Simon Hughes issues warning over benefits cap

Simon Hughes
Image caption Simon Hughes says the current Welfare Reform Bill will not pass through the House of Lords

Liberal Democrat deputy leader Simon Hughes is warning that the government's proposed benefits cap will "break up families".

It would "damage the lives of literally hundreds of thousands of children", he told the BBC.

The House of Lords will next week vote on proposals to cap the amount of benefits any family can receive at £26,000 per year.

Mr Hughes said the Welfare Reform Bill is unlikely to be passed as it stands.

Ministers say that legislation would increase incentives for people on benefits to work while protecting the most vulnerable and making welfare expenditure more sustainable.

But Mr Hughes told the BBC there were "bottom lines" in politics and that one was "making sure that those with least finances and the most mouths to feed, and the most needy" were protected.

"I support the fact that in principle there should be a benefits cap and that we have to make sure that we can curb our benefits expenditure.

"But you can't penalise the families of a particular size today and say 'this must be the limit', no matter if you have one child... or four children and retrospectively say that people will have less money in the years ahead."

He went on to say that he did not think the Bill would go through the Lords in its present form, nor the Commons "because we cannot allow families to be unjustifiably and retrospectively penalised and left with not enough money to stay in their homes and be literally forced onto the street. That is unacceptable".

Despite his position within the Lib Dem party, Mr Hughes is not a minister and therefore not a part of the coalition government.

'Populist headlines'

In a speech to the Liverpool Liberal Democrats' annual dinner on Saturday, Mr Hughes will say his party has "no problem" with the government's policy of making work pay.

But he will add: "As it currently stands, the benefits cap will break up families, as it will provide a financial incentive to be apart.

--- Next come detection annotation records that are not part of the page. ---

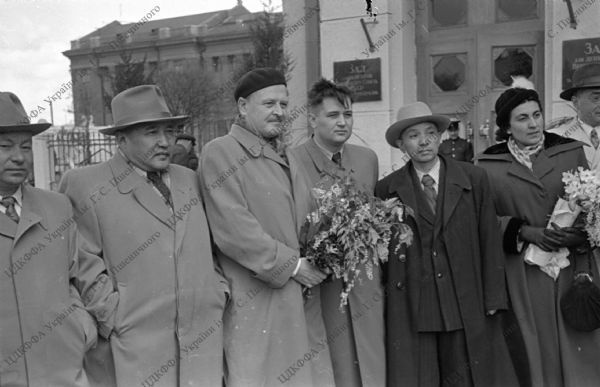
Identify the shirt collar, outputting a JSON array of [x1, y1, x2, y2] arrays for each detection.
[[413, 157, 441, 187], [577, 118, 600, 137], [313, 135, 344, 160]]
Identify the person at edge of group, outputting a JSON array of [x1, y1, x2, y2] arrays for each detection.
[[59, 85, 229, 387], [200, 68, 333, 387], [375, 102, 517, 387], [547, 63, 600, 177], [440, 121, 473, 163], [169, 133, 198, 171], [290, 79, 385, 387], [477, 88, 600, 387], [0, 92, 118, 387]]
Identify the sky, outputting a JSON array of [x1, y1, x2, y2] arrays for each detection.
[[0, 0, 281, 125]]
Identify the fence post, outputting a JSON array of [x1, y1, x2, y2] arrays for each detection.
[[33, 137, 54, 189]]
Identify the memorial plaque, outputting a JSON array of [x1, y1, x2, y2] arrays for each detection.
[[333, 58, 381, 102], [563, 38, 600, 90]]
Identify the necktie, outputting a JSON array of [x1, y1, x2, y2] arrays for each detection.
[[0, 196, 19, 223], [590, 128, 600, 149], [331, 152, 342, 168], [146, 172, 173, 207], [421, 175, 437, 214]]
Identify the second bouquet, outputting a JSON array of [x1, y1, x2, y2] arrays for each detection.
[[300, 174, 413, 309]]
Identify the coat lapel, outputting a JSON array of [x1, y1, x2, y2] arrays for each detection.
[[15, 185, 48, 243], [388, 161, 419, 227], [442, 158, 473, 230], [0, 213, 17, 239], [109, 152, 173, 229], [170, 168, 192, 251]]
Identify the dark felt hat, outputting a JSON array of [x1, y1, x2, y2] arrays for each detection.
[[100, 85, 188, 135], [560, 63, 600, 101], [385, 102, 450, 148], [233, 67, 287, 102], [0, 91, 52, 136]]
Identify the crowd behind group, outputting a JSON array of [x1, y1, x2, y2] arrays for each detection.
[[0, 65, 600, 387]]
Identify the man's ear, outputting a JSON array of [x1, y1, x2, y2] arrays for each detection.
[[308, 111, 317, 130], [238, 97, 248, 116]]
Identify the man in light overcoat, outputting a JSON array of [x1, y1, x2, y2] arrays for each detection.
[[0, 92, 118, 387], [60, 85, 228, 387], [547, 64, 600, 176], [200, 68, 333, 387]]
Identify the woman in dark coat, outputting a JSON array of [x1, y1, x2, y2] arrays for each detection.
[[477, 88, 600, 387]]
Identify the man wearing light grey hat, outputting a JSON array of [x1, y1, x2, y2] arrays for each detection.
[[547, 63, 600, 177], [60, 85, 229, 387], [0, 92, 118, 387], [375, 102, 517, 386]]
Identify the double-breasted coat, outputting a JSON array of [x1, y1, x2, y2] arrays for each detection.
[[201, 124, 333, 387], [478, 133, 600, 387], [0, 185, 116, 387], [375, 156, 517, 386], [290, 138, 385, 386], [60, 152, 228, 386]]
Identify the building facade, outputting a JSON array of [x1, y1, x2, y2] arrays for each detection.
[[63, 1, 260, 144], [283, 0, 600, 175]]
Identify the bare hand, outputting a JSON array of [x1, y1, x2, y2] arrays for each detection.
[[294, 258, 327, 288], [520, 225, 563, 251]]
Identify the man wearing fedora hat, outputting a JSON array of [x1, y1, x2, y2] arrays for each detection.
[[547, 63, 600, 176], [375, 102, 517, 386], [200, 68, 333, 387], [60, 85, 228, 387], [0, 92, 118, 386]]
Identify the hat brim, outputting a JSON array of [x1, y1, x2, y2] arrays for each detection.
[[98, 116, 190, 136], [559, 83, 600, 101], [0, 122, 52, 136], [385, 115, 450, 148]]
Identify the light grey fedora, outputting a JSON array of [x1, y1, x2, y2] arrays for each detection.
[[385, 102, 450, 148], [100, 85, 188, 135]]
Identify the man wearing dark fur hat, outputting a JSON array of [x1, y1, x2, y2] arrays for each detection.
[[0, 92, 118, 386], [60, 85, 228, 387], [200, 68, 333, 387], [548, 63, 600, 176]]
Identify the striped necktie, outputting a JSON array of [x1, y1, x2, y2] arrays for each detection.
[[0, 196, 19, 223], [421, 175, 437, 214], [146, 171, 173, 207]]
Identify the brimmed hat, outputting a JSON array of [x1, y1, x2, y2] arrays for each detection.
[[385, 102, 450, 148], [0, 91, 52, 136], [100, 85, 188, 135], [560, 63, 600, 101]]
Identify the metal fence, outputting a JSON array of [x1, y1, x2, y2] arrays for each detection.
[[34, 128, 117, 190], [32, 119, 233, 190]]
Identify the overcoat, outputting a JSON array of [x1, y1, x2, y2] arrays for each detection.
[[201, 124, 333, 387], [290, 138, 385, 387], [375, 156, 517, 386], [548, 117, 600, 176], [478, 133, 600, 387], [60, 152, 227, 387], [0, 185, 116, 387]]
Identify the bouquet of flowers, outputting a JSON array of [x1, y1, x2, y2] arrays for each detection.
[[562, 167, 600, 247], [300, 175, 413, 308]]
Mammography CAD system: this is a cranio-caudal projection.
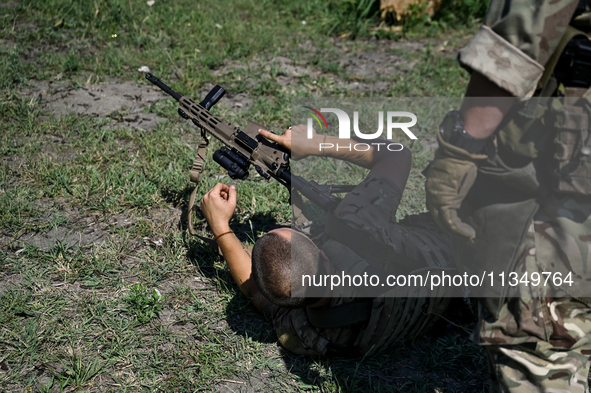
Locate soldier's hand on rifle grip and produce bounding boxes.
[201,183,237,235]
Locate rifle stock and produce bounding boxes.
[146,73,353,216]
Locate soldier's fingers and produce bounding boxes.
[228,184,238,205]
[259,129,281,142]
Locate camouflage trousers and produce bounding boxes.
[477,202,591,393]
[487,298,591,393]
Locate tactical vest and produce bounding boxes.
[306,215,454,355]
[452,23,591,317]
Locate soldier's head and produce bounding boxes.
[252,228,326,309]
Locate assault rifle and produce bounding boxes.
[146,73,354,234]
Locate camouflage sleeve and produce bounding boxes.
[458,0,578,97]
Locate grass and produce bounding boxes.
[0,0,486,392]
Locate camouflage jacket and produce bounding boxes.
[266,177,453,357]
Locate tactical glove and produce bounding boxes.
[425,132,487,240]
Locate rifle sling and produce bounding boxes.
[306,299,373,329]
[324,212,418,271]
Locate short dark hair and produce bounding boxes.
[252,231,324,309]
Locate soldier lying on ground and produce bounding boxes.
[201,126,453,357]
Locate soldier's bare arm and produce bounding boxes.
[259,124,412,190]
[201,183,269,311]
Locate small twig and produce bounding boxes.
[433,313,472,334]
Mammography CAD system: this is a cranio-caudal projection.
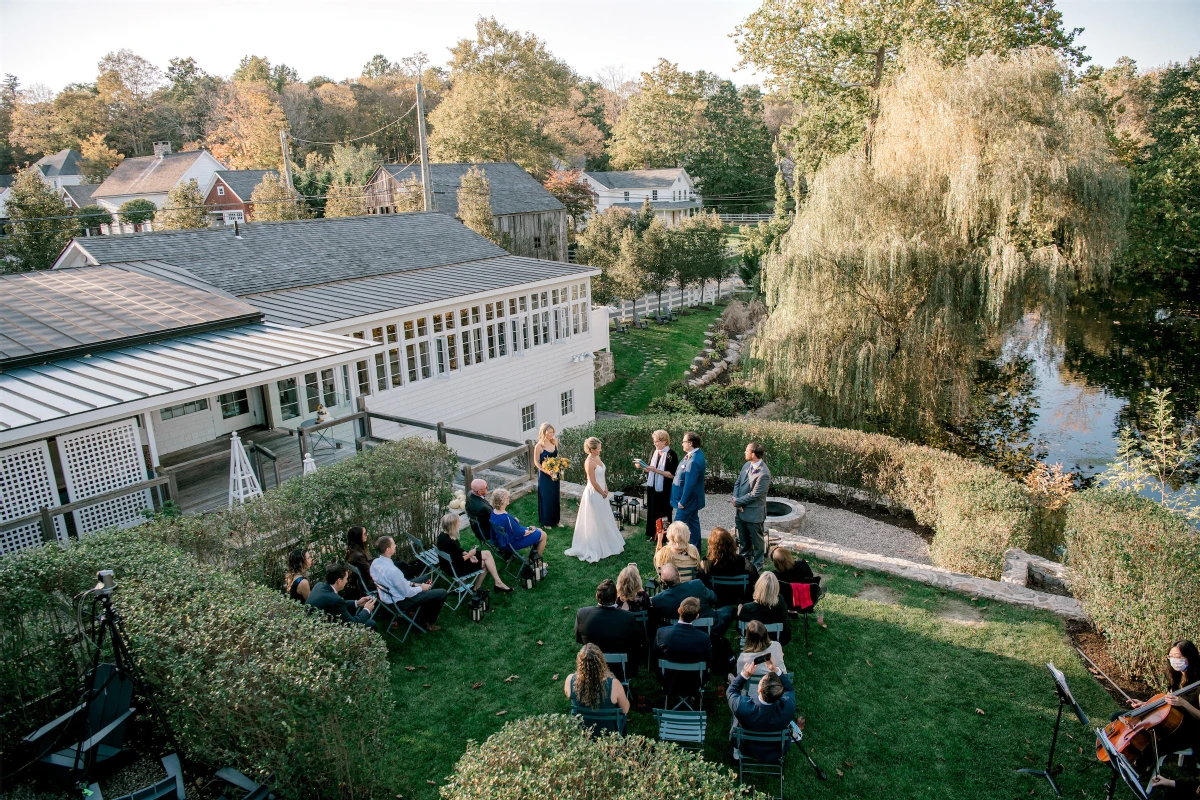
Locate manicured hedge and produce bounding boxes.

"Under the plans as they stand, a couple with four children will see their benefits limited to £500. But if the parents live separately they will be able to claim up to £1,000. How will that support families?"

Mr Hughes will say that changes to welfare payments must be done with care and "not [be] driven by how they play in populist headlines".

He will also say: "I call on the government to make clear, at the latest before the Welfare Reform Bill comes back to the House of Commons, what it intends to do to prevent the planned benefits changes from breaking up families and damaging the lives of literally hundreds of thousands of children."